But FE has become a product that is pitched to lower income prospects because you can get super low premiums and it is a quick and easy sale. Many of the people that FE leads target are not uninsurable, they are just poor or too old to know better. Although many FE leads would probably not get insurance if in meant anything more than signing the app.... but most life insurance agents would consider that person a non-prospect...

FE has the highest lapse rate over the first 5 policy years for a reason.

I have come across plenty of older clients who were sold an FE policy, but turned out to be fully insurable and able to cut their premiums in half... or double the amount of coverage they had. The agent never even bothered to mention a fully underwritten policy to them.

In reality a very small percentage of prospects are true FE prospects (meaning they are a decline for normal UW or unwilling to get med test but honestly want coverage).

Also, FE is meant for just final expenses. It is not meant to cover large needs over $100k. At the end of the day it is life insurance just like all the different other types of life insurance. But it is its own special flavor of life insurance that is very different than most other types.
 
Is it a "real" agency or you just selling people from your tax business? If the latter than that is a fair deal. BTW I think you are comparing life commissions with p&c. Renewals are next to nothing in life insurance.

Yes, this is my current structure for Health. My agents sell to my existing tax clients. I've done all the marketing and delivered them customers to write policies for. I'm planning to expand into a "true" agency. Looks like 90-100% is more the norm.
Ultimately, I want to break into P&C...but my focus now is understanding and developing Life.
 
However, in thinking about the end policyholder, I'm not sure I would recommend buying a policy from the "big mutuals" - particularly Northwestern Mutual or New York Life - the companies that don't (seem) to allow brokers. I know Metlife, MassMutual, and Guardian allow brokers to service their policies.

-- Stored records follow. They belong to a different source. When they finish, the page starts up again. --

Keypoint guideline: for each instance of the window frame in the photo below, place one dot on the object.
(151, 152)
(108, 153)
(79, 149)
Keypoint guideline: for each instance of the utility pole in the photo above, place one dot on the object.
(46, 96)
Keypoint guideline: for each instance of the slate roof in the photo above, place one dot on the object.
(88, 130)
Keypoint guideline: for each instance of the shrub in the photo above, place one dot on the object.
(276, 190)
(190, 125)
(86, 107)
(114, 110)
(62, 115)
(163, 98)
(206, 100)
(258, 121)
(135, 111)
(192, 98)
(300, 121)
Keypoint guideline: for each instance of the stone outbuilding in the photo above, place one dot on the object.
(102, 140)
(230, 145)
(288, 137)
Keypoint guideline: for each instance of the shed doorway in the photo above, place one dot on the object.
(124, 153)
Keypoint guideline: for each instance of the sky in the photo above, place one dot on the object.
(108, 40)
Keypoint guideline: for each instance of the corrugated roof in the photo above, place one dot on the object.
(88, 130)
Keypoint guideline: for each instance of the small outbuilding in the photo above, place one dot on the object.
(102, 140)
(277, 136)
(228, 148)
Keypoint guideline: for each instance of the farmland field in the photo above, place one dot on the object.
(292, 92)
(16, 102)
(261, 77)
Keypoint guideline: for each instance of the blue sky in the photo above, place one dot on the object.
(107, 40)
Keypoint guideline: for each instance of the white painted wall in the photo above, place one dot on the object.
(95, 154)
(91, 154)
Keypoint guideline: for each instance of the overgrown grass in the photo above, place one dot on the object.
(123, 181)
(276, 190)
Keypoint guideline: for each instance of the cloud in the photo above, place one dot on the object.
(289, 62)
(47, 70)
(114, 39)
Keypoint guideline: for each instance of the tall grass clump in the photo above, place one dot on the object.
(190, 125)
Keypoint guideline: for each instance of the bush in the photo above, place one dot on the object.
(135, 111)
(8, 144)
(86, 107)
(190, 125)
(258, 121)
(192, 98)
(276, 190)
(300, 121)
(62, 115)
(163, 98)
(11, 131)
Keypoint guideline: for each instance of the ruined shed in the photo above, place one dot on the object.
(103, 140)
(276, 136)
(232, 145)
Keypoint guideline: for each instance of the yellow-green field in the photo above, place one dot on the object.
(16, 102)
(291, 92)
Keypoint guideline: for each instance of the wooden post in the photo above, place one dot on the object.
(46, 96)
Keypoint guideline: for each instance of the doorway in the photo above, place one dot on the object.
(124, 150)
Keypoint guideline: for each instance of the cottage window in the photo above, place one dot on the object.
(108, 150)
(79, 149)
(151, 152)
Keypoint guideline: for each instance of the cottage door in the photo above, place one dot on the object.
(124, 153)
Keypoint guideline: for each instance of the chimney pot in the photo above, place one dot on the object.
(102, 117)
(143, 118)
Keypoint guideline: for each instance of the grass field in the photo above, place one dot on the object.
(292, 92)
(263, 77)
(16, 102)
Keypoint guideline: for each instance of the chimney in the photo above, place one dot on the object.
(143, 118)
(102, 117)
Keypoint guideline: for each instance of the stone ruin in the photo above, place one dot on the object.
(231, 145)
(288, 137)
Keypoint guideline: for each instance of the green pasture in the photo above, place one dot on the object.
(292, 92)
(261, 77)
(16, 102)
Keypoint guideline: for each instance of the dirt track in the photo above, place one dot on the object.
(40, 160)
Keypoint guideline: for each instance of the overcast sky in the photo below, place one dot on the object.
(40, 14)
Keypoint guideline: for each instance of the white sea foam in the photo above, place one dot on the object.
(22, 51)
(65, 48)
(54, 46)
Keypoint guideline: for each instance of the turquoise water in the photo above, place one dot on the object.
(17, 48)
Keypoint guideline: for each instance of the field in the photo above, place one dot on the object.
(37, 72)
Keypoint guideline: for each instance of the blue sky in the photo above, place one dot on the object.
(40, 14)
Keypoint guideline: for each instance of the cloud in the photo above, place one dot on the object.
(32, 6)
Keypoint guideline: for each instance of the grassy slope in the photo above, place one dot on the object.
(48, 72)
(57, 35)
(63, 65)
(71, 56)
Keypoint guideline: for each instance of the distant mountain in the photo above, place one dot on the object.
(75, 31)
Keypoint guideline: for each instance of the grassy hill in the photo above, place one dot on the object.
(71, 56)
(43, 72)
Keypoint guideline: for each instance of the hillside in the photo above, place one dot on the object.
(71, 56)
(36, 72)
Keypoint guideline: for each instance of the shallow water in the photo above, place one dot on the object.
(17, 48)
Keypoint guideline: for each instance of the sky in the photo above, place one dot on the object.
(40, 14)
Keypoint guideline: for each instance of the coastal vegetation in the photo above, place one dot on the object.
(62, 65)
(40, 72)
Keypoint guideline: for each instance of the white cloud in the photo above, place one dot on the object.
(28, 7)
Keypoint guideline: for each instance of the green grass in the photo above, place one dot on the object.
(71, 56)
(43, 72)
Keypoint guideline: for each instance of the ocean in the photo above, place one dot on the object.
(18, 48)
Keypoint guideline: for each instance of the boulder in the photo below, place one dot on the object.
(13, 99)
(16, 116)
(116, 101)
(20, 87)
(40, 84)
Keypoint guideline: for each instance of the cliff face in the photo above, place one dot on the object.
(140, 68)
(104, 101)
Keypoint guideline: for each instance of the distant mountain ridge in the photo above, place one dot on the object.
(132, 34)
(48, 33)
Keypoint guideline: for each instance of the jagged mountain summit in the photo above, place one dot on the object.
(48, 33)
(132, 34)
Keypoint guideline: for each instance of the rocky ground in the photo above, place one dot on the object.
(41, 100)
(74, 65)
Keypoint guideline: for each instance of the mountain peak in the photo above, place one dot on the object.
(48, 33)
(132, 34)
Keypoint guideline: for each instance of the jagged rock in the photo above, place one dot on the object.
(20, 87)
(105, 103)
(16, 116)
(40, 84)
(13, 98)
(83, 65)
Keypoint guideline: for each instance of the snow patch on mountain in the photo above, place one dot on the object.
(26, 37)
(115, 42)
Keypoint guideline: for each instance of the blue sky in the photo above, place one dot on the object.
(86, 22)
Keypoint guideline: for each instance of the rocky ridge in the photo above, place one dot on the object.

New York Life will let you broker. Full disclosure, I'm with Northwestern, but I had a client that was declined by NML and somehow approved at top rates with NYL. As long as you write 50k premium, NYL will broker. After that one case, I can write any other size case with them as well.
 
New York Life will let you broker. Full disclosure, I'm with Northwestern, but I had a client that was declined by NML and somehow approved at top rates with NYL. As long as you write 50k premium, NYL will broker. After that one case, I can write any other size case with them as well.

NYL used to be an option through CRUMP as recently as a few years ago. I have heard they are a quality firm.